Intimate encounters
Lina Mahmoud
Borrowing its name from the title of a poem by the late vernacular poet Fouad Haddad, Al-Misaharati group draws on Haddad's notion of the misaharati (the man who wakes up Muslims to eat before dawn in Ramadan) as someone who also performs a consciousness-raising role waking people up from historical slumber. The group started in 1989 as a workshop for theatrical techniques directed by Abir Ali.
The idea behind the Misaharati group is to mirror daily life, Ali explains, so each member of the troupe may introduce an anecdote or situation that took place in his or her family or daily life -- or one that they heard the taxi driver recount the day before. Research would then begin, involving the collection of vast amounts of data: group members visit houses, record conversations and seek out interesting stories and folk songs. Eventually a text is written, the basis for extended improvisations.
"The idea is to take a critical look at our social history and our reality," Ali explains. "There is an official, a politically safe version of history written down, but much social history goes unrecorded. We try to put that other history right in front of our eyes and to read it differently, so as to see the beauty and ugliness of our own behaviour," she says.
Marriage as a social arrangement and a cheap means to sex, religion as a tool of power, economic disinheritance, obsession with masculinity, non-confrontational, fantastical means of dealing with an oppressive reality and double standards are all recurrent themes running through the group's performances -- carefully linked to the narratives presented and dealt with in relation to our present-day lives.

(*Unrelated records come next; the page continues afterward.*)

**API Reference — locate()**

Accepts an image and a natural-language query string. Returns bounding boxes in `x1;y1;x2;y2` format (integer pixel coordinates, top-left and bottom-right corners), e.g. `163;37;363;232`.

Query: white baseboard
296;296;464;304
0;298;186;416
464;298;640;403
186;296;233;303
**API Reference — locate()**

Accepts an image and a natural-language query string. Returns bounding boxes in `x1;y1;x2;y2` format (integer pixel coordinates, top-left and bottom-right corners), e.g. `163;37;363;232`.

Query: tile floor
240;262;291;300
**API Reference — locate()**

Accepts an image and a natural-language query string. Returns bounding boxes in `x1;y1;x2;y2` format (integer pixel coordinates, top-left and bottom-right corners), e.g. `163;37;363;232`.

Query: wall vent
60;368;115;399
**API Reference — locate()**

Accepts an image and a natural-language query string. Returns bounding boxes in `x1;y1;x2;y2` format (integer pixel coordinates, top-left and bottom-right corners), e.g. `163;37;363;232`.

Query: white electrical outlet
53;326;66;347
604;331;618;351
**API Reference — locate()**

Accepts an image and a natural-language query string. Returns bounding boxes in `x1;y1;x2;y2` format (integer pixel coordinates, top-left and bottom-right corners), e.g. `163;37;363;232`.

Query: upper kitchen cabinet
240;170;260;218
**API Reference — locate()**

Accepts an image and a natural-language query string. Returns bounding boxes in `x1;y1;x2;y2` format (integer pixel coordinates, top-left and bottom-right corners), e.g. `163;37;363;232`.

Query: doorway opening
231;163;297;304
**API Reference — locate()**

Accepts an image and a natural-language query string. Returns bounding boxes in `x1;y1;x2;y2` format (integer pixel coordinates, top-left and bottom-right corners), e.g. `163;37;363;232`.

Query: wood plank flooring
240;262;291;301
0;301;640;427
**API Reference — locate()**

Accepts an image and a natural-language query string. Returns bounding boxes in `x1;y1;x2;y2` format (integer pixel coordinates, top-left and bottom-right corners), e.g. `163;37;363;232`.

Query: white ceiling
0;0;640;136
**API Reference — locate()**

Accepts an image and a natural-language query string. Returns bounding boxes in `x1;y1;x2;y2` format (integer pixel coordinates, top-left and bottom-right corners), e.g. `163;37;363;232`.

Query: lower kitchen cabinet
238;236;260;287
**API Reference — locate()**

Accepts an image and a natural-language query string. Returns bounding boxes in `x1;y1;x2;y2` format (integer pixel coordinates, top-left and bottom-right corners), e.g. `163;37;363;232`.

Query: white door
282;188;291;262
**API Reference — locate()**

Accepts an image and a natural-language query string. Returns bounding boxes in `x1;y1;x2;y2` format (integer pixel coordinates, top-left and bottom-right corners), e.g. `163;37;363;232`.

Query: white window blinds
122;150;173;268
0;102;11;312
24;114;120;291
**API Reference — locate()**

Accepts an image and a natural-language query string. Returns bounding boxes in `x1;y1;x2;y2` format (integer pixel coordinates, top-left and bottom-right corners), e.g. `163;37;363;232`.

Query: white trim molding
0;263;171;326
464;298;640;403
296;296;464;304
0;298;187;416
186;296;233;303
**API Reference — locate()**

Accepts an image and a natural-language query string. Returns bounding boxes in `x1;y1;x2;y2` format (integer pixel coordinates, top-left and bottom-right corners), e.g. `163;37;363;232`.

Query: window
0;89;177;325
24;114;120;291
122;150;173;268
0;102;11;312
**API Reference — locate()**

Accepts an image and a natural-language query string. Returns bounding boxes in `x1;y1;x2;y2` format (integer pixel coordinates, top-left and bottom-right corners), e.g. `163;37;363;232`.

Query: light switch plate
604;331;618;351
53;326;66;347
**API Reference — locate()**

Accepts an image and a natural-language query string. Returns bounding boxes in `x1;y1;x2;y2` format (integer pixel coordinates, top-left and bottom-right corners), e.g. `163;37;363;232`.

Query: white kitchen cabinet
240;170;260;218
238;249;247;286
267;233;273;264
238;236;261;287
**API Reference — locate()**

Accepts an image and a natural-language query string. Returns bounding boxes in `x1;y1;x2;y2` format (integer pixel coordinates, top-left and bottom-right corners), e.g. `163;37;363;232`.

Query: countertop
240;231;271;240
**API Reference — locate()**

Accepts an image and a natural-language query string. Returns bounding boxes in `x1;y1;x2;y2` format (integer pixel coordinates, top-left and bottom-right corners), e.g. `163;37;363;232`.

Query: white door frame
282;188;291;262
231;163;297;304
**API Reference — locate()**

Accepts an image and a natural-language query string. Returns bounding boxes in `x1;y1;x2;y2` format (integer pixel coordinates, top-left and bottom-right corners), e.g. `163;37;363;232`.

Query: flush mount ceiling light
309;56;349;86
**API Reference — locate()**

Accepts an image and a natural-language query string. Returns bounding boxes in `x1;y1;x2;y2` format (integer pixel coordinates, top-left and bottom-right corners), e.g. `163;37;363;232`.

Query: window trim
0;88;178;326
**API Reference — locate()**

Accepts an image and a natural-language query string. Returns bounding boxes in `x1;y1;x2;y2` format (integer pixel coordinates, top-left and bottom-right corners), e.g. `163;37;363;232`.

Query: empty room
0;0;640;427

"The idea of a haramlek (harem quarters) is relevant in this show because in that space the women are imprisoned, while the men guarding the haramlek are eunuchs," Ali says. "We want to say that both men and women are oppressed, and if women are more oppressed it is not because men are evil, but because of the unjust society that acts to enslave both men and women," she explains.
Despite Ali's best intentions, Hakawi Al-Haramlek lacks the necessary critical edge for it to become a feminist interpretation of the harem. Folkloric elements are borrowed lock, stock and barrel, often in a nostalgic manner that seems to be looking back with admiration to earlier happy days. The scene where one woman sings Yana yammak (Either me or your mother) is an example. Ali does not agree "We borrowed the song from the 1920s, the age of 'awalim, to emphasise social double standards because its our belief that folklore reflects our present-day psyches."
"Part of the agenda of the group is to look back at our social heritage," Fairuz Karawya, the music director, explains, "including the songs. Old and new. We borrow things that meet our needs. Many of our songs are bits and pieces made up of more than one song. Also we work on the music of the songs," she goes on. "We emphasise our vision through stresses and pauses in the rhythms. Also the way we perform the songs and the instruments we play help to clarify our vision. These songs became part of our consciousness during preparations for the show. They were crying out to us, persistent in our memory."
"I was concerned with the words," Karawya goes on. "I made the music, the singers and the actors concentrate on the words. Very often audience members would comment that it was as if they were hearing that extremely familiar song for the first time in their life."